Leonie Hoitink

Personal information
- Full name: Leonie Martine Hoitink
- Born: 20 January 1973 (age 53) Enschede, Netherlands
- Batting: Right-handed
- Bowling: Right-arm medium
- Role: Batter

International information
- National side: Netherlands (1999–2008);
- Only Test (cap 5): 28 July 2007 v South Africa
- ODI debut (cap 49): 21 March 1999 v Sri Lanka
- Last ODI: 24 February 2008 v Ireland

Career statistics
| Competition | WTest | WODI | WLA |
| Matches | 1 | 14 | 18 |
| Runs scored | 1 | 92 | 175 |
| Batting average | 0.50 | 6.57 | 10.29 |
| 100s/50s | 0/0 | 0/0 | 0/0 |
| Top score | 1 | 18 | 34* |
| Catches/stumpings | 0/– | 0/– | 0/– |
- Source: CricketArchive, 3 December 2021

= Leonie Hoitink =

Dutch cricketer

Leonie Martine Hoitink (born 20 January 1973) is a Dutch former cricketer who played as a right-handed batter. She appeared in one Test match and 14 One Day Internationals for the Netherlands between 1999 and 2008, including playing at the 2000 World Cup and in the Netherlands' inaugural Test match.

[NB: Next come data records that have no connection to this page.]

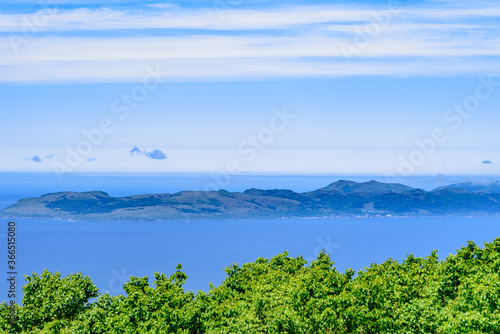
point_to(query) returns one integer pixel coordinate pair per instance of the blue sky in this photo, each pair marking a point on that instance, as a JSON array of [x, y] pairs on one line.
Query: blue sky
[[298, 87]]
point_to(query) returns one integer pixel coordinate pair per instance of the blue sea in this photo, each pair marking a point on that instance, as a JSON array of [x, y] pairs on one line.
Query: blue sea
[[110, 252]]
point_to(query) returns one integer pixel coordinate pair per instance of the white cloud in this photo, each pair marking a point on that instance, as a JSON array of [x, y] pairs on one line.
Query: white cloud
[[313, 41]]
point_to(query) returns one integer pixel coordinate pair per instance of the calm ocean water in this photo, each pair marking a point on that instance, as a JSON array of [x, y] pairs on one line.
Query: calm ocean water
[[109, 252]]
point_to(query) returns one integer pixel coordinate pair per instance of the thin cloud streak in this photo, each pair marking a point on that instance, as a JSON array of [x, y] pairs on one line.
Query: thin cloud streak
[[413, 41], [234, 19]]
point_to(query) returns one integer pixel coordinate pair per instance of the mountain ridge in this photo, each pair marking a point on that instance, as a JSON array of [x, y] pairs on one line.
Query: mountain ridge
[[342, 198]]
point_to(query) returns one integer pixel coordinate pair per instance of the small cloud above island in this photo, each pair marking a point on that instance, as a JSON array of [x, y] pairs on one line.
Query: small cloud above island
[[37, 158], [155, 154]]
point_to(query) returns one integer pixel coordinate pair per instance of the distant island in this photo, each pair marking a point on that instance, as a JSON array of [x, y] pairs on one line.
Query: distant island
[[339, 199]]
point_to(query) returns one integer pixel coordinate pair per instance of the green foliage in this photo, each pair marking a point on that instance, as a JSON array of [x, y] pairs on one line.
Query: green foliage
[[460, 294]]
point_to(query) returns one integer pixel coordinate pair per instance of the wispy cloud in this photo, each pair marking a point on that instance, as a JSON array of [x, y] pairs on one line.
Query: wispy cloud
[[38, 159], [155, 154], [439, 39]]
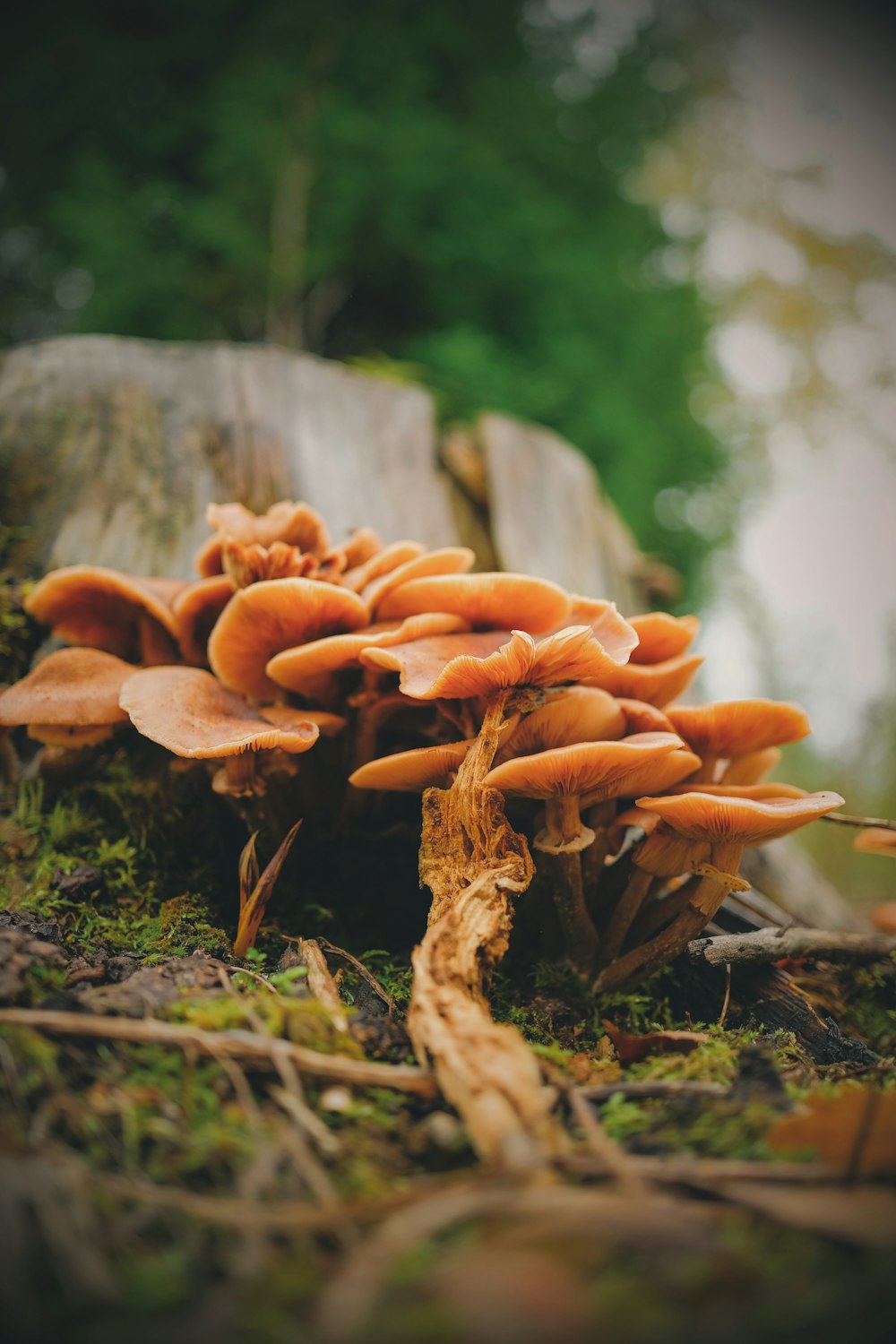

Hoitink was born in Enschede, Overijssel, and played club cricket for KZKC (Klein Zwitserland de Krekels Combinatie) and VOC Rotterdam. Her senior debut for the Netherlands came in March 1999, when she was selected in the squad for an ODI tour of Sri Lanka. The following year, Hoitink was selected for the World Cup in New Zealand, and played in three of a possible seven matches. She had little success, however, scoring only nine runs overall. Hoitink did not appear again at ODI level until August 2006, when the Netherlands toured Ireland. In the second ODI, she opened the batting with Cheraldine Oudolf, and made what was to be her highest ODI score, 18 runs from 35 balls. In July and August 2007, South Africa went on a tour of the Netherlands, playing three ODIs and a Test – the first (and so far only) Test match played by any Dutch team, men or women. Selected in the Test squad, Hoitink scored only a single run across her two innings, and did not bowl. Her final ODIs came the following year, at the 2008 World Cup Qualifier. Hoitink finished with an ODI career batting average of only 6.57.